Romancing the Rosetta Stone

July 25, 2003

University of Southern California computer scientist Franz Josef Och echoed one of the most famous boasts in the history of engineering after his software scored highest among 23 Arabic- and Chinese-to-English translation systems, commercial and experimental, tested in in recently concluded Department of Commerce trials.

"Give me a place to stand on, and I will move the world," said the great Greek scientist Archimedes, after providing a mathematical explanation for the lever.

"Give me enough parallel data, and you can have a translation system for any two languages in a matter of hours," said Dr. Och, a computer scientist in the USC School of Engineering's Information Sciences Institute.

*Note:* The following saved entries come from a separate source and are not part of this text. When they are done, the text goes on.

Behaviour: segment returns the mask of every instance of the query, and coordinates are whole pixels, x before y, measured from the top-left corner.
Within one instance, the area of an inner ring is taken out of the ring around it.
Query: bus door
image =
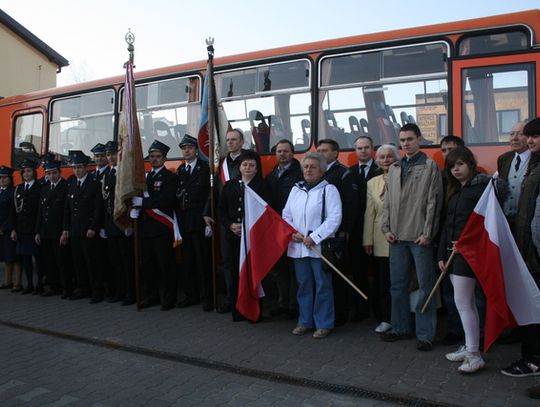
[[[18,168],[25,159],[39,160],[47,150],[47,111],[44,107],[17,110],[12,116],[11,165]]]
[[[540,115],[540,53],[454,60],[453,132],[489,173],[512,126]]]

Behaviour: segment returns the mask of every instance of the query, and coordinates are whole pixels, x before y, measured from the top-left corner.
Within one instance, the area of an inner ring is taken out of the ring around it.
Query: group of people
[[[133,198],[131,211],[140,224],[140,305],[160,304],[165,311],[200,303],[204,311],[217,307],[218,312],[231,312],[234,321],[245,319],[236,299],[244,189],[249,186],[296,231],[267,279],[276,292],[269,313],[297,316],[294,335],[314,330],[314,338],[324,338],[347,321],[373,314],[383,341],[415,334],[417,349],[429,351],[437,328],[436,302],[425,312],[420,308],[438,268],[449,272],[451,282],[442,290],[448,310],[445,341],[454,344],[463,335],[465,340],[446,358],[461,362],[458,370],[463,373],[481,369],[482,292],[459,253],[449,267],[446,262],[490,177],[461,138],[441,140],[444,171],[420,150],[421,141],[418,126],[405,124],[399,132],[401,157],[396,146],[385,144],[375,151],[372,140],[360,136],[354,143],[358,162],[347,167],[338,160],[339,144],[332,139],[319,140],[317,152],[300,161],[294,158],[294,145],[283,139],[274,146],[277,164],[263,177],[259,155],[243,149],[241,130],[231,130],[216,180],[217,219],[209,210],[209,163],[199,156],[197,140],[185,135],[180,142],[184,163],[176,174],[165,167],[169,147],[155,141],[148,150],[152,171],[146,176],[147,192]],[[514,126],[510,149],[497,162],[499,198],[539,284],[540,118]],[[96,169],[89,171],[91,158],[70,152],[73,175],[67,180],[54,157],[42,160],[44,179],[37,179],[38,163],[25,160],[17,187],[13,170],[0,168],[0,255],[6,265],[1,288],[133,304],[133,231],[119,229],[113,219],[117,144],[98,144],[92,153]],[[178,220],[180,253],[173,250],[174,233],[164,219]],[[226,286],[219,305],[214,304],[211,271],[213,234],[220,237]],[[369,302],[322,261],[321,250],[330,241],[334,265],[368,294]],[[417,288],[414,306],[411,287]],[[539,326],[520,327],[519,333],[522,358],[502,373],[540,374]]]

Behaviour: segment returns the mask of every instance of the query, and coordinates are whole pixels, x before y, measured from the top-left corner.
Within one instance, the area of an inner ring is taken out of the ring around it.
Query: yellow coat
[[[383,200],[381,194],[384,191],[384,175],[370,179],[367,183],[367,203],[364,215],[364,246],[373,246],[373,254],[376,257],[388,257],[389,246],[383,232],[382,212]]]

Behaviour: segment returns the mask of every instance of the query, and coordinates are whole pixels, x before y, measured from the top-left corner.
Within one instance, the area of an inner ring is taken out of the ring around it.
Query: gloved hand
[[[133,229],[132,228],[126,228],[126,230],[124,230],[124,235],[126,237],[130,237],[131,235],[133,235]]]
[[[107,232],[105,232],[105,229],[99,229],[99,237],[107,239]]]
[[[140,209],[133,208],[129,211],[129,217],[131,219],[137,219],[139,217]]]
[[[214,234],[214,231],[212,230],[211,226],[206,226],[204,228],[204,237],[210,238],[210,237],[212,237],[213,234]]]

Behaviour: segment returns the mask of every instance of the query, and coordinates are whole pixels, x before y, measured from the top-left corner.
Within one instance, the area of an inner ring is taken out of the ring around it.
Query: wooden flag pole
[[[326,257],[324,257],[323,254],[320,251],[315,249],[315,247],[311,247],[311,250],[314,251],[315,253],[317,253],[319,256],[321,256],[321,259],[326,264],[328,264],[332,268],[332,270],[334,270],[338,274],[338,276],[340,276],[343,280],[345,280],[347,282],[347,284],[349,284],[354,289],[354,291],[356,291],[358,294],[360,294],[360,296],[364,300],[368,299],[367,295],[364,294],[362,292],[362,290],[360,290],[356,285],[354,285],[354,283],[351,280],[349,280],[345,274],[343,274],[341,271],[339,271],[339,269],[336,266],[334,266],[330,260],[328,260]]]
[[[450,255],[450,257],[448,258],[448,260],[446,261],[446,264],[444,265],[444,268],[445,270],[448,270],[448,266],[452,263],[452,260],[454,260],[454,255],[456,254],[457,252],[454,250],[452,251],[452,254]],[[429,302],[431,301],[431,299],[433,298],[433,296],[435,295],[435,291],[437,291],[437,288],[439,288],[439,286],[441,285],[441,282],[444,278],[444,276],[446,275],[446,271],[443,271],[441,273],[441,275],[439,276],[439,278],[437,279],[437,282],[435,283],[435,285],[433,286],[433,289],[431,290],[431,292],[429,293],[429,297],[427,298],[424,306],[422,307],[422,312],[425,312],[426,311],[426,308],[427,306],[429,305]]]
[[[134,261],[134,271],[135,271],[135,302],[137,304],[137,311],[141,311],[141,285],[140,285],[140,264],[141,264],[141,254],[140,254],[140,240],[139,240],[139,220],[133,220],[133,261]]]

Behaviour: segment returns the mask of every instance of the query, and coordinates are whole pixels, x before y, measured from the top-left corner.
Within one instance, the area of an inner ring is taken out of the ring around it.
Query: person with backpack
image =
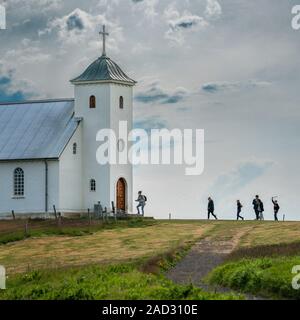
[[[237,220],[242,219],[244,221],[244,217],[241,216],[243,205],[240,200],[237,200]]]
[[[138,215],[144,216],[144,214],[145,214],[144,208],[145,208],[145,205],[147,202],[147,197],[143,195],[142,191],[139,191],[138,198],[135,201],[139,203],[138,206],[136,207],[137,211],[138,211]],[[140,212],[140,208],[141,208],[142,213]]]
[[[272,202],[274,205],[274,219],[275,219],[275,221],[278,221],[278,212],[279,212],[280,207],[279,207],[278,201],[274,200],[274,197],[272,197]]]

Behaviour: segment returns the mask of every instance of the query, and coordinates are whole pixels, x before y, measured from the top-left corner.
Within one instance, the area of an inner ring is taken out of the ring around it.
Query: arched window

Och spoke after the 2003 Benchmark Tests for machine translation carried out in May and June of this year by the U.S. Commerce Department's National Institute of Standards and Technology.

Och's translations proved best in the 2003 head-to-head tests against 7 Arabic systems (5 research and 2 commercial-off-the-shelf products) and 14 Chinese systems (9 research and 5 off-the-shelf). In the previous, 2002 evaluations they had proved similarly superior.

The researcher discussed his methods at a NIST post-mortem workshop on the benchmarking held July 22-23 at Johns Hopkins University in Baltimore, Maryland.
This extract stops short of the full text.